How do you govern what they're doing is appropriate? What is it in terms of being a machine account? When is it a human account? Even though we're very AI identity focused in this conversation, privileged access management will benefit tremendously by AI technologies to help determine appropriate behavior, make recommendations, enforce lease privilege, many of the concepts we've spoken about today. And I think Paul's report here really showcases how valuable the leadership compass is in helping companies establish a privileged access program.
And Martin, just based on you and I speaking, we know you guys do a ton in the privileged access space, not only with BeyondTrust, but many other vendors. And for any listener, I would encourage you to embrace the diversity of all of the material you have to offer.
Yeah, thank you. And I think it's interesting to see that we probably need to think more about identities. I'm trust working currently on a leadership compass on my working title is Enterprise Secrets Management for Humans, Workloads, and Machines. And we currently have on LinkedIn a lot of discussions going on about machine identity versus non-human identity. Probably there are way more different types of identities we should think about, or we should just say there's an identity of whatever.
So, but it is something where we learn there's a significantly more complexity we need to deal with. And I think this is something which is really very important that we make up our mind, but also we can use clearly the technology to, and AI helps us to deal better with this complexity.
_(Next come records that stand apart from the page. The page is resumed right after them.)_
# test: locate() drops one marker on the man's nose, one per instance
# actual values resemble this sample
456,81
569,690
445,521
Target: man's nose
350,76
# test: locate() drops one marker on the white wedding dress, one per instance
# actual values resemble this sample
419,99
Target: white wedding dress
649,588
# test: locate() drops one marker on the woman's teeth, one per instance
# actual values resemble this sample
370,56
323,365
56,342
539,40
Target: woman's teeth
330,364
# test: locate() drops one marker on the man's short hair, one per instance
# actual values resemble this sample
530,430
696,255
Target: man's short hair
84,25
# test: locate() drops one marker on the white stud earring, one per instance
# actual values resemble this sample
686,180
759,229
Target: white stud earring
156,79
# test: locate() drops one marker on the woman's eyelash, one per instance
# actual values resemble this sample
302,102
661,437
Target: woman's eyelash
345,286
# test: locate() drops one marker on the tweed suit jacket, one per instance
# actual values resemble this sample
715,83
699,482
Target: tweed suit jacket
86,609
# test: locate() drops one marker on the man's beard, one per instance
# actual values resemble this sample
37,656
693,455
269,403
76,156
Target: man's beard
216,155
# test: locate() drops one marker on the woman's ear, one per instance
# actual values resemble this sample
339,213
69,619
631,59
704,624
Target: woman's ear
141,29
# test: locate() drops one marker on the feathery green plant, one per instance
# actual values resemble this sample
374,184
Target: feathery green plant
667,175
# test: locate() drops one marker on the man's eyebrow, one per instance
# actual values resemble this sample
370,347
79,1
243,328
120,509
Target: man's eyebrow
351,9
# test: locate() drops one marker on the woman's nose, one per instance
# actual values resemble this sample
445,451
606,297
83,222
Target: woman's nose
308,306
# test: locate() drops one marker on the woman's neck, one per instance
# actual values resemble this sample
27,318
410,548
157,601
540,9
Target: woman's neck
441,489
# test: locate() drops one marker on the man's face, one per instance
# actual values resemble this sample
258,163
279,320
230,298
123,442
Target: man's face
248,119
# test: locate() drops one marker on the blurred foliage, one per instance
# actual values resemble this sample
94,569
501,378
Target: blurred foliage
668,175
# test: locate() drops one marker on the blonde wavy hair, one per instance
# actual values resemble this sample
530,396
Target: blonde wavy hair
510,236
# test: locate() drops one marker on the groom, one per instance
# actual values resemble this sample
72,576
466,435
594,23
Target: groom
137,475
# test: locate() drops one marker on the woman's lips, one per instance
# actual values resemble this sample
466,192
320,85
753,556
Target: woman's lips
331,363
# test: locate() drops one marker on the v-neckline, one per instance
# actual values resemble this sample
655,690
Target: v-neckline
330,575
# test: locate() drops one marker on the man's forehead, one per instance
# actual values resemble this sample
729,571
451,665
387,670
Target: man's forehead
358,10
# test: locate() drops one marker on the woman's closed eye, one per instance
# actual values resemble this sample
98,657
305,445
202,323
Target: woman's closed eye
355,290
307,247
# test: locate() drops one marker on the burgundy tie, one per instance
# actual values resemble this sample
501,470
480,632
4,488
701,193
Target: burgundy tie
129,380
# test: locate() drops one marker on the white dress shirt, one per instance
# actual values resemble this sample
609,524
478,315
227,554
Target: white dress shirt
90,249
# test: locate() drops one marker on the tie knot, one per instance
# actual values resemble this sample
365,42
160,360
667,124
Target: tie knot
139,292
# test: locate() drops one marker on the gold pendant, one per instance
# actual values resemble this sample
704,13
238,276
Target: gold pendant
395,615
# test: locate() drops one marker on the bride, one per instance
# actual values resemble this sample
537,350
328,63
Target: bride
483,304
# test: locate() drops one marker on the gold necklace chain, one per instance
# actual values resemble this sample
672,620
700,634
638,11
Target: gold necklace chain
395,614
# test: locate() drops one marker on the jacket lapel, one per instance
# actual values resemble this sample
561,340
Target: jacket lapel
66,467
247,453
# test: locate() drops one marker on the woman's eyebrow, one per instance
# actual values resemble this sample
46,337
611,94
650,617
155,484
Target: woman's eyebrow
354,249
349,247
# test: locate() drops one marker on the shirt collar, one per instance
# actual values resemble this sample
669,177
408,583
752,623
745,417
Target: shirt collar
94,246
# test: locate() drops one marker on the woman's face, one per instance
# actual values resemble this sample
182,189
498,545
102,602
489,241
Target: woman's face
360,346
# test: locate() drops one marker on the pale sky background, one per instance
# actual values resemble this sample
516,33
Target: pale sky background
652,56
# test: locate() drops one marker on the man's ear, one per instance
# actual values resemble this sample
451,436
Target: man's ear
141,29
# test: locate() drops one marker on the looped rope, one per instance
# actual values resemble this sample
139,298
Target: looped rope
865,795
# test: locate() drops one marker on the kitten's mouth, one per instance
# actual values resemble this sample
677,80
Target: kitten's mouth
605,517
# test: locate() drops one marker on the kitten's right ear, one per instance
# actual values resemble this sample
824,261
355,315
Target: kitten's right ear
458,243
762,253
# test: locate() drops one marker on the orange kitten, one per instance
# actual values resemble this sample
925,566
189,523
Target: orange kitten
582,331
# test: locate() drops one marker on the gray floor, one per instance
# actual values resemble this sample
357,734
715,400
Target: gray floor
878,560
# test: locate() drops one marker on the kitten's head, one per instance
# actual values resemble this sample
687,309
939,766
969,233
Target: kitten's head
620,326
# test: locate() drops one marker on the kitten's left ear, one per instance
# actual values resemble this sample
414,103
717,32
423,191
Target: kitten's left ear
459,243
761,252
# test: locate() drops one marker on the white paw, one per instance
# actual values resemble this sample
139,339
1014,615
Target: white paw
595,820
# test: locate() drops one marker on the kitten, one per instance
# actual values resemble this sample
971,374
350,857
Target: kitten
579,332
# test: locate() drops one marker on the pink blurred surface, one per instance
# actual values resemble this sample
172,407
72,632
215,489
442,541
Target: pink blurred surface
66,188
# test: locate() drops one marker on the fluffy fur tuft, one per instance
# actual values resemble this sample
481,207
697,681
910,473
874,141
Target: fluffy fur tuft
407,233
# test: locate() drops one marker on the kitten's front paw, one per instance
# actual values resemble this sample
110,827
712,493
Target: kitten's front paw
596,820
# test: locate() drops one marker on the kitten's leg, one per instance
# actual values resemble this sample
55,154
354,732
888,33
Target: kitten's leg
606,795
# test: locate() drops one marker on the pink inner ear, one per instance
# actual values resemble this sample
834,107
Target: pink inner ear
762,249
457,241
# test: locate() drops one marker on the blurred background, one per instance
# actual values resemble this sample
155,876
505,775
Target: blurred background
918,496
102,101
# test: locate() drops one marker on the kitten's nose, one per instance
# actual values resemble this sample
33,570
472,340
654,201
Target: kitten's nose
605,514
And I think this is a huge advantage we have because otherwise we will fail. And there are these numbers for non-human identity. So everything, which is not Martin's account, which are depending on who brings it up, 40, 50, 80 times higher than the human identity.
So we have, so to speak, identity management challenges on steroids we need to deal with. And this is really where I believe we need to make progress in AI.
Overall, I think there's AI, there are dangers in AI, there are challenges in AI. AI going wild, we touched it already. This was also one of these questions, but I'm also very positive that we will get better. We will learn, there will be things that go wrong.
Yes, as usual, when there's something new, but overall, I think the augmenting potential and the potential of doing things better is incredible. Morey, we probably still have a lot of things to discuss.
We can, and Martin, we didn't disagree, but I will not put AI in charge of any missile defense. I just won't, not happening.
Yeah, I think there are things where we're having one or even more humans in control in addition to it, may make a lot of sense. But maybe having the AI also saying, okay, sorry, humans, you're doing something wrong also could be helpful. So both things could be the right way, but yes, we shouldn't. And I think what you're saying is basically, don't blindly trust. Correct. It needs to be supervised and continue to be supervised. Yeah. Always. That again, brings us back to augmenting in the sense of it helps us doing things, but we are still the humans. Yes.
So with that, I think we touched a lot of things. It's always very enlightening to talk with you. Thank you for everyone listening.
Thank you, Morey, for being here. Thank you for Tibet Beyond Trust for sponsoring this webinar. It was a pleasure.
Martin, always a pleasure as well. Take care, everyone.